Florida employers are not required to accommodate.
The excerpt above sparked major controversy and was unbeknown to most voters until after the law went into effect. Although the usage of Medical Marijuana is legal for those people who qualify, the law is clear that an employer is not required to accommodate an employee’s medical use of marijuana. This differs from other laws such as the Americans with Disabilities Act or the Family Medical Leave Act, where the federal government has mandated that employers follow certain protocols when dealing with these classes of people.
Florida employers do not have to accommodate to the fact that you are legally allowed to use marijuana, nor are they required to allow you to use marijuana at their business location. An employer can terminate an employee for the use of legal medical marijuana, and this termination does not create a basis for legal action for wrongful termination.
Marijuana can stay in a person’s system for up to multiple weeks, ensuring that employees subjected to drug test must refrain from the substance for indefinite amounts of time.
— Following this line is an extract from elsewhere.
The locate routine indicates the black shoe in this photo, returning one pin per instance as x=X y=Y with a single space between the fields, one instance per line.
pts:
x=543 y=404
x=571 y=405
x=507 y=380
A person with a marijuana card, depending on the rules of their employer, would not even be able to administer the medicine (smoking medical marijuana, for example) outside of work because they would run the risk of failing a drug test.
Incentives for employers
Under the laws as they currently stand, Florida actually provides incentives for employers NOT TO allow the usage of medical marijuana in their workplaces. In 1990 the Florida Legislature enacted a State law titled “Florida Drug-Free Workplace” F.S 112.0455. This law provided specific requirements which an employer must comply with to be certified as a Florida Drug-Free Workplace. The law also provided incentives and benefits for employers who are certified as a Florida Drug-Free Workplace. The State of Florida, through this law, encourages employers to drug test employees and promotes a Drug-Free Workplace environment. In Florida, companies get reduced rates on various insurances if they implement drug-free workplace policies.
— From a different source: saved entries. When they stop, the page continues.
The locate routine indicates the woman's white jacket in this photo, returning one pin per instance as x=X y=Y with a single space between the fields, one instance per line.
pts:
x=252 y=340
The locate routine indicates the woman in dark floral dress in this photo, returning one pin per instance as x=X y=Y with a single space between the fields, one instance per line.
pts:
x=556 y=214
Could the Florida medical cannabis pave the way for recreational use of weed?
Florida is also slowly moving toward recreational marijuana, with at least one bill being proposed in 2019 before dying in committee. Proponents of recreational marijuana are citing states like Colorado who have generated billions since approving of recreational use. Florida is already a tourist destination and could easily capitalize on the recreational marijuana industry. With the passage of medical marijuana and the lag time in the laws of Florida to catch up with these medical innovations, it makes you wonder whether recreational marijuana will be vertically integrated and structured the same way. The “drug” may become legal for recreational use, but under Florida Law, you could still be terminated from your place of employment.
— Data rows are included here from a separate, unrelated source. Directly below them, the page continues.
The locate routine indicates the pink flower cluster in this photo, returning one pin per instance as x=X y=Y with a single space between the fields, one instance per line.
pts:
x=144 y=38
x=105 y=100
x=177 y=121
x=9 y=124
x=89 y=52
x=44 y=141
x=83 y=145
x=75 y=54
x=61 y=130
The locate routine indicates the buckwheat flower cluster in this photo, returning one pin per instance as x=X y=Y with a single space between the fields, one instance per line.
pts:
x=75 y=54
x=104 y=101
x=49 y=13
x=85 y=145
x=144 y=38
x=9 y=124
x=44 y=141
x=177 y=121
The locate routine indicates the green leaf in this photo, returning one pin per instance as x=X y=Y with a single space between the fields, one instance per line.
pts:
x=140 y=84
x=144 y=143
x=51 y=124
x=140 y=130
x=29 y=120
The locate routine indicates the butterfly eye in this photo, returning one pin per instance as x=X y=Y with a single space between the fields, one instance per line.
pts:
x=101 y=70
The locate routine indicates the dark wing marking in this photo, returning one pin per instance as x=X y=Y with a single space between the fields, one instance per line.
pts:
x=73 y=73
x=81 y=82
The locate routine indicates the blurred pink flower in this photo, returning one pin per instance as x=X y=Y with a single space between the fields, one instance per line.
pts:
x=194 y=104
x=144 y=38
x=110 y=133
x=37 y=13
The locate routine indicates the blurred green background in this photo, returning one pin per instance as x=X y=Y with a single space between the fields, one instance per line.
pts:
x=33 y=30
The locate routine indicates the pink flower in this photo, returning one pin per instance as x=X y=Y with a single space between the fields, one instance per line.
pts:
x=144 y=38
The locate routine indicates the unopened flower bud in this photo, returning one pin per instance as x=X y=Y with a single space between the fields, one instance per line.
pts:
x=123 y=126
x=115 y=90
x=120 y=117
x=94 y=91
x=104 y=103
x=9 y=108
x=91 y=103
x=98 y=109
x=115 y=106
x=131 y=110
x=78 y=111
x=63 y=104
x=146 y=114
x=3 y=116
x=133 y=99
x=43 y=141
There have been no successful legal challenges in Florida regarding medicinal marijuana in the workplace. Of course, this amendment is relatively new and the possibility remains that the courts could decide in favor of employees – especially as the opioid epidemic worsens and more and more states are looking to medical marijuana as a better alternative to chronic pain relief. Until that time, the statute is clear that marijuana use, medical or otherwise, is not permitted under the Florida Drug-Free Workplace rules.